Extirper le ver du fruit
Il est temps donc que cela cesse; et il faut le démontrer par des actes et non des propos de circonstances, gros d’hypocrisie et de malhonnêteté aussi.
Le ver est dans le fruit, et ce fruit est une lecture fausse et faussée de la religion déclarée constitutionnellement religion du pays. Aussi, c’est de cette religion qu’il faut partir afin d’en extirper le mal. Ce mal est la lecture intégriste et ses manifestations dans les lois de la république.
Par conséquent, toutes les lois à fondement supposé islamique doivent être suspendues incontinent. Et qu’on ne dise pas que cela contredit la nature de la société qui serait conservatrice. C’est un mythe éventé, qui ne sert plus que de cache-sexe au conservatisme des gens au pouvoir, car ils trouvent dans les lois scélérates en vigueur matière à consolider leurs abus et faire prospérer leurs privilèges.
Il est temps de libérer le pays du carcan d’une lecture antéislamique de la religion, celle générée par une jurisprudence («fiqh») obsolète qui a donné naissance à l’horreur qu’est Daech, lequel se base sur les écrits de nos jurisconsultes dont l’effort d’interprétation de leur foi n’est plus valable aujourd’hui.
Il est bien temps de reprendre un tel effort en commençant par oser déclarer solennellement que ce qui motive les terroristes, le fameux jihad, est forclos en islam. Aujourd’hui, il n’y a plus de jihad que majeur, celui à entreprendre sur soi; ainsi tout acte armé entrepris au nom de la religion est un acte de guerre, une menée terroriste à dénoncer au nom même de l’islam en notre nouvel «ijtihad» (effort d’interprétation rationnelle).
C’est ce qui tombe sous le sens et qui doit être solennellement déclaré de suite, non seulement par les instances religieuses, mais surtout politiques qui comptent dans le pays.
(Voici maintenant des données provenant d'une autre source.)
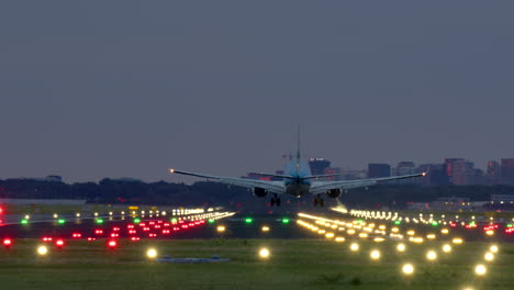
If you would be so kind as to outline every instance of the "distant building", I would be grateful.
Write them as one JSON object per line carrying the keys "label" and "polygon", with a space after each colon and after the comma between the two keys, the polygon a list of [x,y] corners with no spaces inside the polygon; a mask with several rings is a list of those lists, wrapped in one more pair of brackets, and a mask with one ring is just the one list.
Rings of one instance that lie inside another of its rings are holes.
{"label": "distant building", "polygon": [[426,176],[420,178],[422,186],[431,187],[449,185],[445,164],[423,164],[416,168],[415,172],[427,172]]}
{"label": "distant building", "polygon": [[391,176],[391,166],[389,164],[368,164],[368,177],[389,177]]}
{"label": "distant building", "polygon": [[446,176],[448,177],[448,180],[451,185],[454,185],[454,167],[455,163],[457,161],[462,161],[463,158],[445,158],[445,170],[446,170]]}
{"label": "distant building", "polygon": [[502,159],[502,183],[514,185],[514,158]]}
{"label": "distant building", "polygon": [[312,175],[324,175],[325,170],[331,167],[331,161],[325,158],[311,158],[309,167],[311,167]]}
{"label": "distant building", "polygon": [[485,174],[488,185],[498,185],[502,180],[502,167],[496,160],[488,163],[488,171]]}
{"label": "distant building", "polygon": [[455,160],[451,163],[451,183],[455,186],[469,186],[474,183],[474,164],[468,160]]}
{"label": "distant building", "polygon": [[20,177],[20,178],[9,178],[8,180],[26,180],[26,181],[41,181],[41,182],[63,182],[63,177],[51,175],[44,178],[41,177]]}
{"label": "distant building", "polygon": [[[396,168],[394,169],[393,175],[413,175],[416,171],[416,166],[413,161],[401,161],[398,164]],[[396,180],[395,183],[398,185],[418,185],[418,178],[406,178]]]}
C’est le préalable afin d’entrevoir le bout de ce tunnel de nuit noire et de brouillard idéologique qui est en train de tout dévaster dans le pays.
Si l’on veut prouver être patriote, manifester sa vraie foi en un islam de paix, le seul islam possible, on n’a plus le choix, il faut mettre le jihad hors la loi. Sinon, il ne servira à rien à prétendre lutter contre le terrorisme, et leurs protestations patriotiques se résoudront au jeu malsain politicard de qui prétendrait remplir le tonneau des Danaïdes. L’osera-t-on ?
C’est la question ontologique qui se pose à nos décideurs politiques. À commencer par les dirigeants issus du parti islamiste Ennahdha, les premiers concernés, car ils ont des affinités idéologiques avec les tueurs de nos gardes nationaux, hier, à Ghardimaou.